Currently, I try to take a walk at least 30 minute everyday in the morning and
then I do the 7-minute-workout in the afternoon, even when I have no energy.
My sleep's improved for the past couple of months since I started this workout
routine. I can't tell if it's because of that or my sleep just improves on its
own but I'll keep doing it since exercising is better than doing nothing. I
also started 18:6 intermittent fasting. That might also have helped.

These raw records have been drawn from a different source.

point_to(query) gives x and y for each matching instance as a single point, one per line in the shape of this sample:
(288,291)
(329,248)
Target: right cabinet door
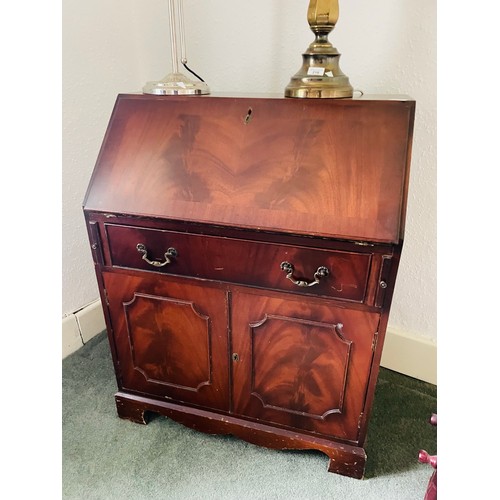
(302,363)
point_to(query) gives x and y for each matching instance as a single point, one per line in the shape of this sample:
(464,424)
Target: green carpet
(105,457)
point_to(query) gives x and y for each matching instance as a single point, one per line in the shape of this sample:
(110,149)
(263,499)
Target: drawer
(329,273)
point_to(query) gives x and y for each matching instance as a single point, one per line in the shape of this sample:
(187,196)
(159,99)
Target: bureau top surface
(325,167)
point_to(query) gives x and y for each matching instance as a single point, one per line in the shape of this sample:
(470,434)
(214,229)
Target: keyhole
(249,116)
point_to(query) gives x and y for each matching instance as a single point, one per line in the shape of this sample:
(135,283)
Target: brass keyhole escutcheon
(248,117)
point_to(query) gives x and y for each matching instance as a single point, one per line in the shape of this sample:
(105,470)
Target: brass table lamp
(320,75)
(176,83)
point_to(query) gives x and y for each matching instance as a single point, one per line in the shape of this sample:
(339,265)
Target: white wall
(388,46)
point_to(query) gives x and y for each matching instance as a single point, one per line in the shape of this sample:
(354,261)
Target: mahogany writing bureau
(246,250)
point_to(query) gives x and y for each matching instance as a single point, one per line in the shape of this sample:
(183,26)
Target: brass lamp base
(320,75)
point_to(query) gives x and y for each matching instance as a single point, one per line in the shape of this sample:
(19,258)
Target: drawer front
(329,273)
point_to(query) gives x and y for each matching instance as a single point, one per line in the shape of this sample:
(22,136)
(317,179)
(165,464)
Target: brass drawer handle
(321,272)
(169,254)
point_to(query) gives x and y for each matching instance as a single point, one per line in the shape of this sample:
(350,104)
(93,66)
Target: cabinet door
(170,337)
(300,362)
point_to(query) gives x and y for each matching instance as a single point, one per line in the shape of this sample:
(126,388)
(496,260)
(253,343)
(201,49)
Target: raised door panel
(301,363)
(171,338)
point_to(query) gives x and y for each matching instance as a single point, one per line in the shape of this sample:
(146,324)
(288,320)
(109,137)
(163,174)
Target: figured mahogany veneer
(246,251)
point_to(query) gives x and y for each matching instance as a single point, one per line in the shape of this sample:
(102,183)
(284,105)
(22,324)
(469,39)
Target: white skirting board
(410,355)
(79,327)
(407,354)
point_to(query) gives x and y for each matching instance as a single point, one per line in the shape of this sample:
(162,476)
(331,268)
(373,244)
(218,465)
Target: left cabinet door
(171,338)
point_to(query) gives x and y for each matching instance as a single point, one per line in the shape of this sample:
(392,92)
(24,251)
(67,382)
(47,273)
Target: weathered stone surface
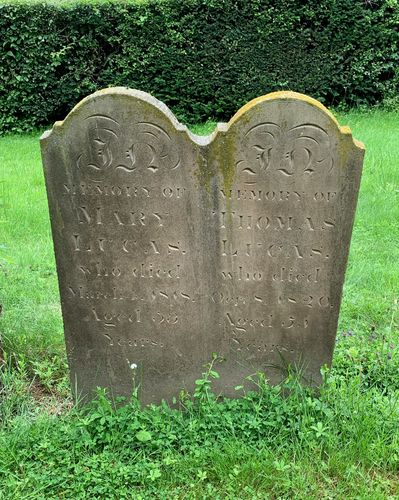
(171,247)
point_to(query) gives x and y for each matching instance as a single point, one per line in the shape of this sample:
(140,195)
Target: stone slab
(171,247)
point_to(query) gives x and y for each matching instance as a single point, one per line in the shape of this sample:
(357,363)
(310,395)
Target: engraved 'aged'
(171,247)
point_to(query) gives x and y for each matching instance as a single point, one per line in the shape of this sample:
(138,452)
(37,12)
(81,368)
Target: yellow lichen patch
(283,95)
(347,131)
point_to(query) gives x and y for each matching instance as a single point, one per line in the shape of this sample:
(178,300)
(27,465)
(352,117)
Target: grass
(342,442)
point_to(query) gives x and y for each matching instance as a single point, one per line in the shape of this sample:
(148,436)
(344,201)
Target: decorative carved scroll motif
(303,149)
(149,149)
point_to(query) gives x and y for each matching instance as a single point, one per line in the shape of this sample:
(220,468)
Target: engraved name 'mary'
(171,247)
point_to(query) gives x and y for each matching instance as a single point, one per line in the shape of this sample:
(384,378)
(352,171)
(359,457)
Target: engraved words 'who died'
(171,246)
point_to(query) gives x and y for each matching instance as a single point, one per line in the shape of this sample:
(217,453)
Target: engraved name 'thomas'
(100,216)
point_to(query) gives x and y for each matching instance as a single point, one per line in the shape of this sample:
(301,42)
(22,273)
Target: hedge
(204,58)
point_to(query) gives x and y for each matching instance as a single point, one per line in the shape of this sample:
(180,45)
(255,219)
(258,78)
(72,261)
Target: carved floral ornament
(304,147)
(151,148)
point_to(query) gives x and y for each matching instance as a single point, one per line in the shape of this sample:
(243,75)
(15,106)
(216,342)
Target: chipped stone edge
(220,128)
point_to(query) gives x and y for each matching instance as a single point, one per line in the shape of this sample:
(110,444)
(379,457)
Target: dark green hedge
(204,58)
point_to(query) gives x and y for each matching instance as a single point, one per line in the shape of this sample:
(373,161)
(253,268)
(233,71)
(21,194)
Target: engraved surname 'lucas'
(248,249)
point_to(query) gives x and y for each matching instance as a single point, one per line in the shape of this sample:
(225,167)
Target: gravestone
(171,247)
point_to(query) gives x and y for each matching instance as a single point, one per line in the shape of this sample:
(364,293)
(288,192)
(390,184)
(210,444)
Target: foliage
(204,58)
(281,442)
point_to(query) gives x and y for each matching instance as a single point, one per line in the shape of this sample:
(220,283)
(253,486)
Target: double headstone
(171,247)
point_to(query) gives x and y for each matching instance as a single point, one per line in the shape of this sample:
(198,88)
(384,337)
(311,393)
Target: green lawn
(340,443)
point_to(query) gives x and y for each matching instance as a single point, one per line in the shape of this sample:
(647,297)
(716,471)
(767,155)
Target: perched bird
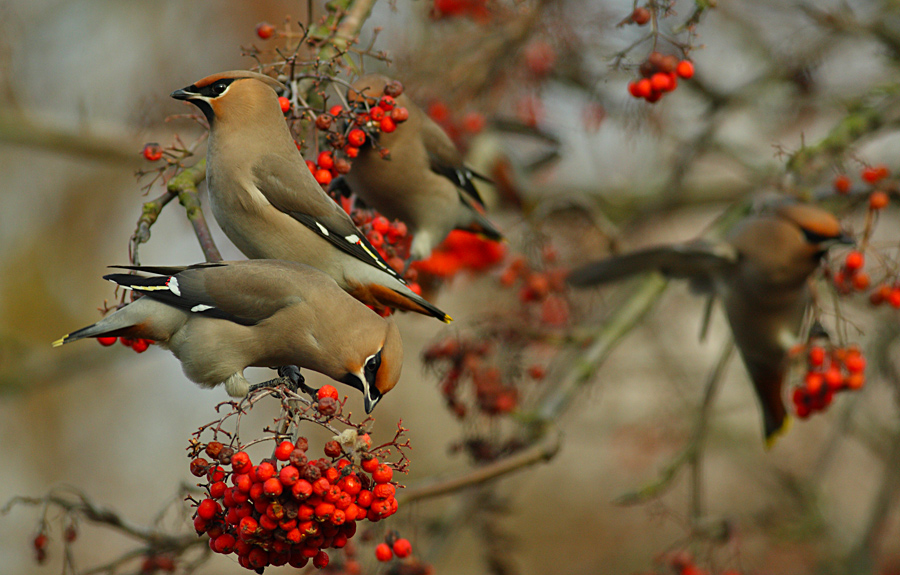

Still, my improved sleep means about 5 to 5.5 hours (sometimes less) a night
with at least 2 awakenings in between. My normal sleep was about 8 hours with
1 awakening, and I'd still nap in the afternoon if given the opportunity. Now,
I can't nap and there's no rebound sleep (i.e. I don't sleep more the next day
because I sleep very little the day before). It's a pretty messed up situation
and doctors haven't found anything abnormal from medical tests, including MRI
and EEG. Sleep study indicated 50% sleep efficiency, reduced REM and deep
sleep, but no sleep apnea or any common cause.

I tried the 2-min fall asleep method when my condition first started but it
didn't really help. And yes, I only drink green tea and have some chocolates
before lunch time in terms of stimulants.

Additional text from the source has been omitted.